In the fresh statement, the ICMR hailed its own efforts of conducting the Solidarity Trial, despite the ongoing pandemic. 

“ICMR has succeeded in conducting this large randomised controlled study even during a pandemic situation and earlier lockdown,” it said. 

It further added that “this was a well-coordinated national effort led by ICMR-National AIDS Research Institute (NARI), Pune, with Dr Sheela Godbole, Scientist F, at the helm”.

The ICMR added in the fresh release that it had conducted “PLACID trial for convalescent plasma, indicating no benefit of it in Covid-19 treatment”.

In India, the Solidarity Trial was conducted at 26 sites with 937 participants, as on 15 October. 

On 27 March, R.R. Gangakhedkar, who was then chief epidemiologist of ICMR, had announced that India would participate in the multi-country trial to identify potential treatments for Covid.

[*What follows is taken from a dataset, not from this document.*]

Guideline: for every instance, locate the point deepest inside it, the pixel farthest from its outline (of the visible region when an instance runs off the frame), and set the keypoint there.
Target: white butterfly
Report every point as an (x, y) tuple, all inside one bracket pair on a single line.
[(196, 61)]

Solidarity Trial may include cancer drug 

The ICMR has requested the government’s panel of experts to approve testing of cancer drug acalabrutinib as part of the trial. 

The ICMR-NARI has presented the government’s Subject Expert Committee with a proposal to amend the ongoing protocol by adding a trial arm to test acalabrutinib.

The committee has asked NARI for clarifications and justifications on the proposal to approve the addition of the arm.

Acalabrutinib is a cancer drug developed by British pharmaceutical giant AstraZeneca and  branded as Calquence.